[123] The trial of Warren Hastings began in Westminster Hall on February 13, 1788. Sheridan's speech on the Begums of Oudh was delivered on June 3, 6, 10, and 13. The trial was adjourned on June 14 till the following session. "Mr. Sheridan," writes Horace Walpole, June 5, 1788, "I hear, did not quite satisfy the passionate expectation that had been raised; but it was impossible he could, when people had worked themselves into an enthusiasm of offering fifty—ay, fifty guineas for a ticket to hear him." Macaulay's account of Sheridan's knowledge of stage-effect, and of his sinking back, "as if exhausted, into the arms of Burke," is based on this letter of Gibbon. Sir Gilbert Elliot, however (Life and Letters, vol. i. pp. 206-219), gives a different account. "Burke caught him in his arms as he sat down, which was not the least affecting part of the day to my feelings, and could not be the least grateful testimony of his merit received by Sheridan.
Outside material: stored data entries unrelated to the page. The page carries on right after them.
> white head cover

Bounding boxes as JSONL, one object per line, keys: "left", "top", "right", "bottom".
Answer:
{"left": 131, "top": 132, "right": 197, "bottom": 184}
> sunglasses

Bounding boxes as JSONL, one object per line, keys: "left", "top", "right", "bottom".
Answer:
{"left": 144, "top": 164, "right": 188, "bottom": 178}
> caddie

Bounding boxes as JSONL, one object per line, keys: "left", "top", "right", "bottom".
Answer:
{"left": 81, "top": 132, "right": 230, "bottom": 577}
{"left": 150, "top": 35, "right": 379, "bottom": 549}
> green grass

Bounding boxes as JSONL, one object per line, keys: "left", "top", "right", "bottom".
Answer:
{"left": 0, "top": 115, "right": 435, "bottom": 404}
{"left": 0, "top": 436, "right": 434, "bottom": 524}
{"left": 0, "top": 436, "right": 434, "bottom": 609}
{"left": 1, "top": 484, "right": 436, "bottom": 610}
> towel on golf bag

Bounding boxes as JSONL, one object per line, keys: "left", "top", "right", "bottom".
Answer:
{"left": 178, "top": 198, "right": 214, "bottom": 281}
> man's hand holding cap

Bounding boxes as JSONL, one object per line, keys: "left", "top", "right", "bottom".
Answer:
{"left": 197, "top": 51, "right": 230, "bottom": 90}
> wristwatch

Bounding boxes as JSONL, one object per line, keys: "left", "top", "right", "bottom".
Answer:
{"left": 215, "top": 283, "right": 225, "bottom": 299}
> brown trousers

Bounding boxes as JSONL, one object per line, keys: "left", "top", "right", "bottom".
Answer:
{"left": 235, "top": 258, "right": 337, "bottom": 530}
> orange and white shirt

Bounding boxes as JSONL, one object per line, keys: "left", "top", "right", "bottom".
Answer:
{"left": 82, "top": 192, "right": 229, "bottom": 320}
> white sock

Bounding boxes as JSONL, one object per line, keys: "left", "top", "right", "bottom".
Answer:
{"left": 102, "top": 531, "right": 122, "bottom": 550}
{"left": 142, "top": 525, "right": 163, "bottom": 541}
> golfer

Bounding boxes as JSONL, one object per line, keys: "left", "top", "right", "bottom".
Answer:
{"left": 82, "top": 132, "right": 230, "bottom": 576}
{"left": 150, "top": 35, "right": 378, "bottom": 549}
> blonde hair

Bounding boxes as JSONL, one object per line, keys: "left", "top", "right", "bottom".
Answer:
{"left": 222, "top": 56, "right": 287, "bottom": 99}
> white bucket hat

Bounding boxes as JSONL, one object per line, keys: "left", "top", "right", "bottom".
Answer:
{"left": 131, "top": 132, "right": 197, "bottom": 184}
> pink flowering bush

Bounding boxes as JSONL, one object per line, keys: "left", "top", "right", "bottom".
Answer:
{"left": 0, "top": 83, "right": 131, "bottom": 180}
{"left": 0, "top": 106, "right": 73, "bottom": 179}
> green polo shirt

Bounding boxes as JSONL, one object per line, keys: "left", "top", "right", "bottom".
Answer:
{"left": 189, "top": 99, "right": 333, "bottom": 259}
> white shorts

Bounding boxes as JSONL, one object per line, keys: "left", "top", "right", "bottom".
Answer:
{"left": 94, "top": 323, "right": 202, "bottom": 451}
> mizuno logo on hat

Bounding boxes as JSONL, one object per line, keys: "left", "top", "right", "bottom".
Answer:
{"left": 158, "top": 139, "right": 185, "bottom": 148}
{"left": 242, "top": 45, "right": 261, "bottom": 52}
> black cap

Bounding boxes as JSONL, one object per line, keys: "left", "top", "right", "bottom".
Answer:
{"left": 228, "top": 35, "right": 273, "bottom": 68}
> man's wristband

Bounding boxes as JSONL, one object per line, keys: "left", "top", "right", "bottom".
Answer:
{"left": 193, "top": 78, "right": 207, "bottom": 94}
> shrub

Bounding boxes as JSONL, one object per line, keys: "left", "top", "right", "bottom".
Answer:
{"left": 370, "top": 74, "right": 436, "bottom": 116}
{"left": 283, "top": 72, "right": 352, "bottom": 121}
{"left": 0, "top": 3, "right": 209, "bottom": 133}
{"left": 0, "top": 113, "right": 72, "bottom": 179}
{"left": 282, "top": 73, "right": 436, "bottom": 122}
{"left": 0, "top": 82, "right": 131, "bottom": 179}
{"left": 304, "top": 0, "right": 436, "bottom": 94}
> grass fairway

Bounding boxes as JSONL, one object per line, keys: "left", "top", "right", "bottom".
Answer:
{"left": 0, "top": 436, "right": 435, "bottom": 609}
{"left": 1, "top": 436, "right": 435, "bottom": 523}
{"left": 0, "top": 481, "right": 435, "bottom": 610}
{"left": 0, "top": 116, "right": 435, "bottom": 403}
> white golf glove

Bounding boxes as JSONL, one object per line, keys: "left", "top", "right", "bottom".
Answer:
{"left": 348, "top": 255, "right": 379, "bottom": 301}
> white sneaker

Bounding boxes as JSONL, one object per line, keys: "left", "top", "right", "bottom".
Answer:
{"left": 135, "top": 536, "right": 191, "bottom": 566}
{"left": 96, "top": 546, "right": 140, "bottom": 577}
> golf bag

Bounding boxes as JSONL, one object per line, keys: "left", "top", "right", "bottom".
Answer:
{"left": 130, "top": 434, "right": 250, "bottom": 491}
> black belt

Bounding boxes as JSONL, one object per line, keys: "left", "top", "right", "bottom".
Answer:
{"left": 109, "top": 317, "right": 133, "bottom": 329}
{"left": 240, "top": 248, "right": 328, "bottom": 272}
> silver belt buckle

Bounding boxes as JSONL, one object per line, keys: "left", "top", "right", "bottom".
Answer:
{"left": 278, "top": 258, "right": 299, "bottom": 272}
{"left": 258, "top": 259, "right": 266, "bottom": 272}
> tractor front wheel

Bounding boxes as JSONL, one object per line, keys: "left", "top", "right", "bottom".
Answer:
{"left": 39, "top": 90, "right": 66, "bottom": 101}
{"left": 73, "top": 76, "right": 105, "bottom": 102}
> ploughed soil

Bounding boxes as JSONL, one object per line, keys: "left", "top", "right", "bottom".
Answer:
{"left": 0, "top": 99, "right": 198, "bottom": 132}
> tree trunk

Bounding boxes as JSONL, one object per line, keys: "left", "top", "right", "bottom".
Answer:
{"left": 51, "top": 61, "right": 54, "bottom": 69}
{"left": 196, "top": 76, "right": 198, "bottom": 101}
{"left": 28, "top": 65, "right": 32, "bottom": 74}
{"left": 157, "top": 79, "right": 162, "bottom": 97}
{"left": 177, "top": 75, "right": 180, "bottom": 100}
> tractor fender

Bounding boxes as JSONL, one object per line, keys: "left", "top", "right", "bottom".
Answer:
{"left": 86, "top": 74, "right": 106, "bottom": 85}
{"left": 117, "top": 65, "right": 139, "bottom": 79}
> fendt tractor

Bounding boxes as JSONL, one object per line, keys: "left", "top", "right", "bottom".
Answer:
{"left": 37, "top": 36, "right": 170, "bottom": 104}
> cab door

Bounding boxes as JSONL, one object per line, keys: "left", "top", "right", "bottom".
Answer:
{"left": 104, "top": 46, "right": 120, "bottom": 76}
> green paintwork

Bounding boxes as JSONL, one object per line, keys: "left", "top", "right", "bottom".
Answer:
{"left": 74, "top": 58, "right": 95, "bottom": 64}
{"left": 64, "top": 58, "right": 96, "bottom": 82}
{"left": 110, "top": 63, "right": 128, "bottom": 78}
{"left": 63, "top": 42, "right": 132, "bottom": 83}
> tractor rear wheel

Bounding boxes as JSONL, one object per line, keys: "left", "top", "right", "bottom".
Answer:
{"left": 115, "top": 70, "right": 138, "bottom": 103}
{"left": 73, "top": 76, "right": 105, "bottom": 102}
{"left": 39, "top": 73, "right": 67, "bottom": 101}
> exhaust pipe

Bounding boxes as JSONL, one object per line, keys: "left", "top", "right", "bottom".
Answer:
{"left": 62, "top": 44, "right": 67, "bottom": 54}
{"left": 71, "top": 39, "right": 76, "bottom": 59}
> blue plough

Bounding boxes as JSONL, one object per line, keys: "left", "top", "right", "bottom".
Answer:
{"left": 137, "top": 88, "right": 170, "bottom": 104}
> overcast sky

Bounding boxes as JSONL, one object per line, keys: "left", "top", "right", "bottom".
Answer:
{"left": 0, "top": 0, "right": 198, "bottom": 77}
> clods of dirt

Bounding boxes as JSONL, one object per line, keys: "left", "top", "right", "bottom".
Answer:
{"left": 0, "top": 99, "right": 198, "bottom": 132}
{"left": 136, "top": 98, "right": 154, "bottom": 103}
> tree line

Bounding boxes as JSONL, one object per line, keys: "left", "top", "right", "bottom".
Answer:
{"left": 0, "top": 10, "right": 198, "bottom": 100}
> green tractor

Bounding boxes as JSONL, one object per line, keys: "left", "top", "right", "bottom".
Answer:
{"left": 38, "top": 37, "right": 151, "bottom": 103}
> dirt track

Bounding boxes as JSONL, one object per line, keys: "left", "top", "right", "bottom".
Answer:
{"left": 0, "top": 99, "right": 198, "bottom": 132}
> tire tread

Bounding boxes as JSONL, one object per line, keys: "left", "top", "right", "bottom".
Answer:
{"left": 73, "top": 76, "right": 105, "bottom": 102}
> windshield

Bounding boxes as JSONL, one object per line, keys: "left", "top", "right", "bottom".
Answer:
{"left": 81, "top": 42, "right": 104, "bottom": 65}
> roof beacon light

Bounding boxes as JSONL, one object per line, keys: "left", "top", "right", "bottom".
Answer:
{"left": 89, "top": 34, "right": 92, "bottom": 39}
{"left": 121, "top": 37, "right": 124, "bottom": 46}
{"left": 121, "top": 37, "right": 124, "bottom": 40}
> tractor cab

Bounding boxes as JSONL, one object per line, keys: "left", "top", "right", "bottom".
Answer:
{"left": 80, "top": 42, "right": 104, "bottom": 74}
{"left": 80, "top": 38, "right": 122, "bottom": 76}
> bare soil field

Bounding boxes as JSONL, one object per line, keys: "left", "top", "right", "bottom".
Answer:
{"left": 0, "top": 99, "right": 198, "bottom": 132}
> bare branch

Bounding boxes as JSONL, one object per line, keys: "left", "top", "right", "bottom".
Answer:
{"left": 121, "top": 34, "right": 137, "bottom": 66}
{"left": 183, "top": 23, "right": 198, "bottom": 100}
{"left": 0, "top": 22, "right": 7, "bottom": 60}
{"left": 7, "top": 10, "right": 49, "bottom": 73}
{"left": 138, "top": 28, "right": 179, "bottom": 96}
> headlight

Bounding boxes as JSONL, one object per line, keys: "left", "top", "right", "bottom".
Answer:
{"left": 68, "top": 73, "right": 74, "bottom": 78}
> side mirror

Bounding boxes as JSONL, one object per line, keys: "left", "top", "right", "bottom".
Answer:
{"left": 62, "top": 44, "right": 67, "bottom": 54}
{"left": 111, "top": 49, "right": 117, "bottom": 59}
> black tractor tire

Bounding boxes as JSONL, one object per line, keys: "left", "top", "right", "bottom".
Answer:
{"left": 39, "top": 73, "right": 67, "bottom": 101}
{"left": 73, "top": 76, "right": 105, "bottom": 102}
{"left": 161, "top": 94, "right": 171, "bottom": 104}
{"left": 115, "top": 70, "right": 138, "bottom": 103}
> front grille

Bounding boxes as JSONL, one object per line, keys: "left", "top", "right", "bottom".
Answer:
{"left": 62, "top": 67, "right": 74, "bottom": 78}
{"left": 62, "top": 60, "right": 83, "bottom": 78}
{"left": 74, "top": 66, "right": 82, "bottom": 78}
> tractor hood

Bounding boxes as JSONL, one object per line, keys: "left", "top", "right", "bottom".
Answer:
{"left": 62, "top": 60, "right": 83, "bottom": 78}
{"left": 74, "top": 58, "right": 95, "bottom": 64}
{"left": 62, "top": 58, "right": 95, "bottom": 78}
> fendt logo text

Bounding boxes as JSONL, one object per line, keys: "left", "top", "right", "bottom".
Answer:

I have myself enjoyed that embrace on such an occasion, and know its value." In his speech, as reported in the Morning Chronicle for June 14, 1788, Sheridan said that "nothing equal in criminality was to be traced either in ancient or modern history, in the correct periods of Tacitus or the luminous page of Gibbon." The story, told by Moore in his Memoirs of Sheridan, that the orator really used the word "voluminous," is repudiated by Mr. Fraser Rae (Sheridan, vol. ii. p. 69).

[124] C. J. Fox.

[125] In 1788, on a by-election caused by Lord Hood's acceptance of office as one of the Commissioners of the Admiralty, Lord John Townshend won the seat against Hood. In Bond Street there was a battle between Lord Hood's sailors and the Irish chairmen and butcher-boys. Several were killed and wounded.

[126] Charles James Fox married Elizabeth Bridget Cane, otherwise Mrs. Armitstead, at Wyton, Huntingdonshire, on September 28, 1795. She survived her husband. In 1799, on his fiftieth birthday (January 24), Fox addressed to her the following lines:—

"Of years I have now half a century past,

And none of the fifty so blessed as the last.

How it happens my troubles thus daily should cease,

And my happiness thus with my years should increase,

This defiance of nature's more general laws

You alone can explain, who alone are the cause."